I don't think we need to get that fancy.  "7" is picked because:

- Most stubs never see that many cacheable cases.  They either don't see 7 cases ever - as in, after patching in fewer than 7 cases, we never take slow path again.  Or they see an uncacheable case before they hit 7, at which point the IC gives up completely.

- Even if you get past 7 cases, the next thing that happens is usually that you hit the IC stub size limit and the IC disables itself entirely.

Currently, for the vast majority of stubs, we will do this:

1) On second execution they repatch (either self cache or a monomorphic stub).

2) After 7 more executions after that one, we repatch for the final time, this time generating a nice stub that has many cases.  Or, before the 7th execution we give up because of an uncacheable slot.

Reducing the threshold from 7 to something smaller isn't going to help.  Code that runs for more than 7 executions will not benefit from having a temporary stub for fewer than 7 cases that gets replaced with a bigger stub sometime around the 7th execution.  Code that runs for less than 7 executions won't regret not having a stub; in fact it probably benefits in this patch from not wastefully generating a stub we don't use.

If I were to improve this code, I'd probably want to explore reducing repatchings even more, for example by removing the rule that the second execution always gets to repatch.
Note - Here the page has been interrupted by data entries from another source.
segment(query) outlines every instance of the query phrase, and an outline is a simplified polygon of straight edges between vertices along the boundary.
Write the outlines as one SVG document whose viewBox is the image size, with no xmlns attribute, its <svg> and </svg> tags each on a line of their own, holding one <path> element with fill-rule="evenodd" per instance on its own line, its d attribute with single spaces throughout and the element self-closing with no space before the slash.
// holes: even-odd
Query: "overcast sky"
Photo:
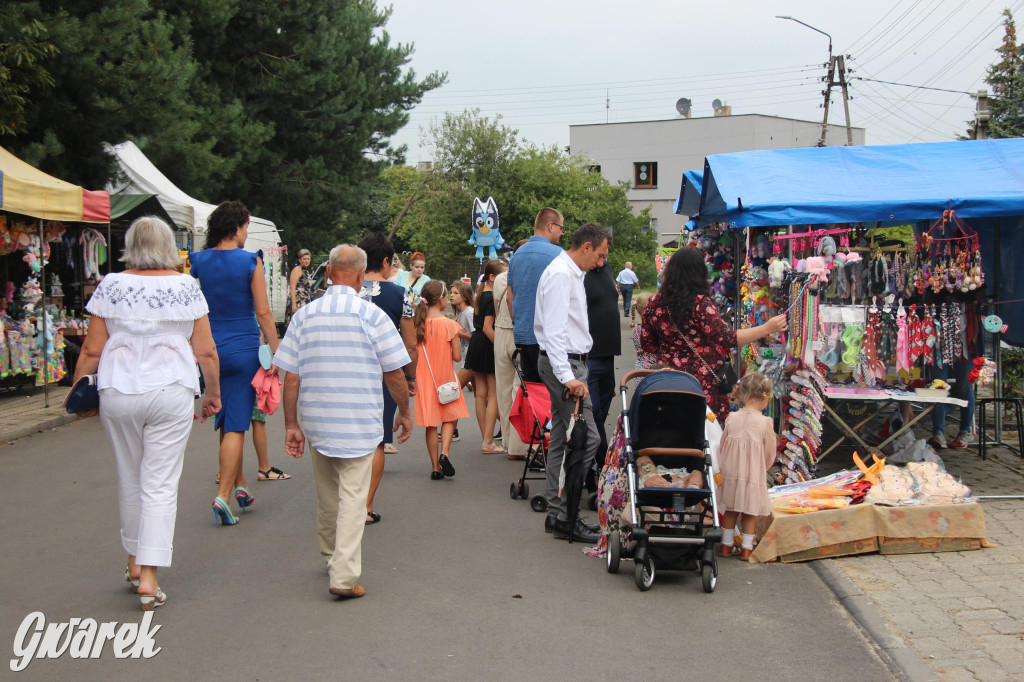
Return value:
<svg viewBox="0 0 1024 682">
<path fill-rule="evenodd" d="M 382 6 L 388 0 L 379 0 Z M 1024 0 L 391 0 L 387 31 L 412 42 L 417 75 L 447 71 L 393 138 L 408 161 L 431 158 L 421 131 L 445 112 L 501 114 L 526 140 L 565 146 L 569 125 L 693 116 L 721 99 L 733 114 L 820 121 L 830 33 L 849 54 L 855 126 L 868 144 L 954 139 L 973 117 L 965 92 L 986 87 L 1004 8 Z M 937 92 L 856 80 L 960 91 Z M 606 108 L 606 98 L 610 101 Z M 837 94 L 829 114 L 842 123 Z"/>
</svg>

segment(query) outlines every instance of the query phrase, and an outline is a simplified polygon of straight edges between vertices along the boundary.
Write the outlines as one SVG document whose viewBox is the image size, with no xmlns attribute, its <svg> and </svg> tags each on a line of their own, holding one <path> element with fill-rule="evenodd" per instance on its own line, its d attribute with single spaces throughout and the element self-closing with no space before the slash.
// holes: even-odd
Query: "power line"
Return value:
<svg viewBox="0 0 1024 682">
<path fill-rule="evenodd" d="M 957 95 L 973 95 L 973 92 L 965 92 L 963 90 L 947 90 L 946 88 L 933 88 L 927 85 L 911 85 L 910 83 L 894 83 L 893 81 L 883 81 L 877 78 L 864 78 L 863 76 L 854 76 L 852 80 L 855 81 L 871 81 L 872 83 L 885 83 L 886 85 L 900 85 L 905 88 L 914 88 L 915 90 L 934 90 L 936 92 L 952 92 Z"/>
<path fill-rule="evenodd" d="M 881 33 L 879 33 L 877 36 L 875 36 L 875 38 L 873 40 L 871 40 L 868 43 L 866 43 L 865 45 L 863 45 L 860 48 L 860 53 L 861 53 L 862 58 L 866 58 L 867 55 L 871 52 L 871 49 L 875 45 L 877 45 L 879 41 L 881 41 L 883 38 L 885 38 L 885 36 L 889 35 L 889 33 L 891 33 L 892 30 L 895 29 L 903 21 L 903 19 L 906 18 L 906 16 L 908 14 L 913 12 L 914 9 L 918 5 L 921 4 L 921 2 L 922 2 L 922 0 L 916 0 L 913 5 L 911 5 L 906 10 L 904 10 L 904 12 L 901 15 L 896 17 L 896 19 L 893 20 L 893 22 L 891 24 L 889 24 L 889 26 L 887 28 L 885 28 Z"/>
<path fill-rule="evenodd" d="M 882 15 L 882 18 L 881 18 L 881 19 L 879 19 L 879 20 L 878 20 L 878 21 L 876 21 L 876 22 L 875 22 L 874 24 L 872 24 L 872 25 L 871 25 L 871 28 L 869 28 L 869 29 L 868 29 L 867 31 L 864 31 L 864 33 L 862 33 L 862 34 L 861 34 L 861 36 L 860 36 L 859 38 L 857 38 L 856 40 L 854 40 L 854 41 L 853 41 L 853 42 L 852 42 L 852 43 L 850 44 L 850 46 L 849 46 L 848 48 L 846 48 L 845 50 L 843 50 L 843 53 L 845 53 L 845 54 L 849 54 L 849 53 L 853 52 L 854 48 L 855 48 L 855 47 L 857 46 L 857 43 L 859 43 L 860 41 L 864 40 L 864 38 L 865 38 L 865 37 L 866 37 L 866 36 L 867 36 L 867 35 L 868 35 L 869 33 L 871 33 L 872 31 L 874 31 L 874 30 L 875 30 L 875 28 L 877 28 L 877 26 L 878 26 L 878 25 L 879 25 L 880 23 L 882 23 L 883 21 L 885 21 L 885 18 L 886 18 L 887 16 L 889 16 L 890 14 L 892 14 L 893 12 L 895 12 L 895 11 L 896 11 L 896 8 L 897 8 L 897 7 L 899 7 L 899 6 L 900 6 L 900 5 L 902 5 L 902 4 L 903 4 L 903 0 L 897 0 L 896 4 L 894 4 L 894 5 L 892 6 L 892 7 L 890 7 L 890 8 L 889 8 L 889 11 L 888 11 L 888 12 L 886 12 L 885 14 L 883 14 L 883 15 Z"/>
<path fill-rule="evenodd" d="M 672 78 L 649 78 L 649 79 L 646 79 L 646 80 L 600 81 L 600 82 L 595 82 L 595 83 L 574 83 L 574 84 L 569 84 L 569 85 L 535 85 L 535 86 L 523 87 L 523 88 L 495 88 L 495 89 L 492 89 L 492 90 L 488 90 L 488 89 L 479 89 L 479 90 L 444 90 L 444 89 L 441 89 L 441 90 L 437 90 L 437 91 L 431 91 L 431 93 L 427 93 L 427 95 L 430 95 L 433 92 L 437 92 L 437 93 L 443 93 L 445 95 L 447 95 L 447 94 L 452 94 L 452 95 L 454 95 L 454 94 L 462 94 L 462 95 L 473 95 L 474 97 L 477 97 L 477 96 L 482 96 L 485 93 L 508 93 L 508 94 L 514 94 L 514 93 L 517 93 L 517 92 L 530 92 L 530 91 L 538 91 L 539 92 L 539 91 L 545 91 L 545 90 L 565 91 L 565 90 L 570 89 L 570 88 L 595 88 L 595 89 L 603 89 L 603 88 L 608 88 L 608 87 L 613 87 L 613 86 L 642 87 L 642 86 L 637 86 L 637 84 L 638 83 L 641 83 L 641 84 L 642 83 L 666 83 L 666 84 L 667 83 L 686 83 L 688 81 L 700 82 L 700 81 L 706 81 L 706 80 L 712 80 L 712 79 L 730 80 L 731 79 L 730 77 L 733 77 L 733 78 L 745 78 L 745 77 L 754 77 L 755 75 L 758 75 L 758 74 L 761 74 L 762 76 L 763 75 L 773 75 L 771 72 L 783 72 L 783 73 L 785 73 L 785 72 L 792 72 L 792 71 L 803 71 L 805 69 L 812 68 L 812 67 L 813 68 L 817 68 L 818 65 L 817 64 L 800 64 L 800 65 L 797 65 L 797 66 L 774 67 L 774 68 L 771 68 L 771 69 L 753 69 L 753 70 L 747 70 L 747 71 L 725 71 L 725 72 L 722 72 L 722 73 L 704 74 L 702 76 L 696 76 L 696 77 L 692 77 L 692 78 L 675 76 L 675 77 L 672 77 Z M 434 95 L 434 96 L 436 97 L 438 95 Z"/>
<path fill-rule="evenodd" d="M 1021 0 L 1021 2 L 1018 2 L 1018 5 L 1022 5 L 1022 4 L 1024 4 L 1024 0 Z M 980 16 L 980 15 L 978 15 L 978 16 Z M 976 16 L 975 19 L 977 19 L 978 16 Z M 922 86 L 927 86 L 929 83 L 932 83 L 932 82 L 938 80 L 946 72 L 948 72 L 951 68 L 953 68 L 953 66 L 955 64 L 960 63 L 962 61 L 963 57 L 965 57 L 970 52 L 976 50 L 978 47 L 983 46 L 982 40 L 984 38 L 987 38 L 989 35 L 991 35 L 992 32 L 995 31 L 999 27 L 1001 22 L 1002 22 L 1002 20 L 1000 19 L 1000 20 L 997 20 L 994 24 L 990 24 L 989 26 L 987 26 L 977 38 L 975 38 L 973 41 L 968 43 L 968 46 L 966 48 L 964 48 L 964 49 L 960 50 L 958 53 L 956 53 L 950 61 L 948 61 L 946 64 L 944 64 L 942 67 L 940 67 L 939 70 L 937 72 L 935 72 L 930 78 L 925 79 L 925 81 L 922 84 Z M 977 82 L 977 81 L 975 81 L 975 82 Z M 918 87 L 922 87 L 922 86 L 918 86 Z M 886 88 L 886 89 L 888 89 L 888 88 Z M 907 95 L 904 95 L 902 97 L 902 100 L 907 100 L 907 98 L 909 98 L 909 97 L 910 97 L 910 93 L 908 93 Z M 888 116 L 895 115 L 895 113 L 900 111 L 901 109 L 902 109 L 902 107 L 892 108 L 889 111 L 885 112 L 884 114 L 876 115 L 875 118 L 877 120 L 881 120 L 882 118 L 886 118 Z"/>
<path fill-rule="evenodd" d="M 913 45 L 911 45 L 907 49 L 903 50 L 903 52 L 901 52 L 899 55 L 897 55 L 892 60 L 890 60 L 889 63 L 886 64 L 885 66 L 880 67 L 880 68 L 875 69 L 875 70 L 878 71 L 878 72 L 883 72 L 886 69 L 888 69 L 890 66 L 892 66 L 893 64 L 896 64 L 896 63 L 902 61 L 907 55 L 909 55 L 909 54 L 916 54 L 915 50 L 917 50 L 917 48 L 920 47 L 922 43 L 924 43 L 925 41 L 927 41 L 929 39 L 936 38 L 936 34 L 938 33 L 938 31 L 942 27 L 951 26 L 951 24 L 949 23 L 950 19 L 952 19 L 954 15 L 956 15 L 960 10 L 962 10 L 964 8 L 964 6 L 969 1 L 970 0 L 963 0 L 959 5 L 957 5 L 956 7 L 953 8 L 952 12 L 950 12 L 946 16 L 942 17 L 941 19 L 939 19 L 938 23 L 934 27 L 925 29 L 924 35 L 921 36 L 921 38 L 919 38 L 916 43 L 914 43 Z M 992 0 L 990 0 L 990 4 L 991 4 L 991 1 Z M 937 10 L 937 9 L 938 8 L 936 7 L 934 10 L 932 10 L 932 12 L 930 12 L 928 14 L 928 16 L 931 16 L 932 14 L 934 14 L 935 10 Z M 925 19 L 927 19 L 928 16 L 926 16 Z M 978 16 L 978 15 L 975 15 L 975 16 Z M 918 24 L 918 26 L 919 27 L 923 27 L 923 25 L 924 25 L 924 20 L 922 19 L 921 23 Z M 928 59 L 930 59 L 932 56 L 934 56 L 936 53 L 938 53 L 940 50 L 942 50 L 945 47 L 945 41 L 944 40 L 935 40 L 935 42 L 938 43 L 938 47 L 935 48 L 935 51 L 932 52 L 932 54 L 928 55 L 928 57 L 926 57 L 924 59 L 925 62 L 927 62 Z"/>
</svg>

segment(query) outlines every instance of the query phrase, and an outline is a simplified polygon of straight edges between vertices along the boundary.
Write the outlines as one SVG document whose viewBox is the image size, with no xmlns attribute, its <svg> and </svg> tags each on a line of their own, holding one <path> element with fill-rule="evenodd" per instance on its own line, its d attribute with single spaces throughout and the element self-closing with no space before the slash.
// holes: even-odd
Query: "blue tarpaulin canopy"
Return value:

I think that a proportional approach to buffering would make sense if we ever allowed our ICs to have more than ~10 cases.  But so long as the max number of cases is small, I think that we want to converge to an approach where you generate the stub exactly once - you regenerate it once you have exactly all of the cases you will ever want to handle, and then after that, you want to stop repatching unless the IC is reset (due to watchpoints, GC, whatever).  That's why my next move is probably to remove (1) (always do a monomorphic repatch on second execution).

Note that we also already have other heuristics to throttle repatching if it happens a lot, and those heuristics do exponential backoff.  Those heuristics are meant to be like a rearguard, and they enable us to be sloppy in other places - for example the generated code in the stub is sometimes unsure about whether it wants to call the C++ slow path for repatching or the C++ slow path for just a plain polymprphic access.  In case of doubt they can call the repatching one because if it happens often then the repatching slow path will behave like the plain one because of the exponential backoff.
Comment 20 Filip Pizlo 2016-04-12 13:06:42 PDT
Landed in http://trac.webkit.org/changeset/199382
Comment 21 Chris Dumez 2016-04-13 17:24:53 PDT
I see a ~1% Cold PLT progression on iPhone 5 after this change.
Comment 22 Chris Dumez 2016-04-14 08:58:47 PDT
(In reply to comment #21)
> I see a ~1% Cold PLT progression on iPhone 5 after this change.

Looks like a potential 2% progression on Speedometer / Mac as well.
Comment 23 Chris Dumez 2016-04-14 09:12:58 PDT
(In reply to comment #22)
> (In reply to comment #21)
> > I see a ~1% Cold PLT progression on iPhone 5 after this change.
> 
> Looks like a potential 2% progression on Speedometer / Mac as well.

And a ~3% progression on Speedometer / iOS as well.
Comment 24 Kyle Seely 2016-08-03 10:15:00 PDT
This bug is affecting my application in really bad ways and I need to find a workaround for the current version of safari because this fix isn't there. I did a bisect of webkit and it led me to the commit that fixed this bug. Here is a jsfiddle https://jsfiddle.net/ohofdets/10/ that will reproduce the error in safari 9.1.2. The fiddle works as expected in the nightly build of webkit and the bisect led me to this commit. To give you some context of what the fiddle is doing we use a library called watchjs that uses Object.defineProperty to call callbacks when an object's property changes. Do you have any ideas of how I can work around this bug in javascript to eliminate this bug for safari users?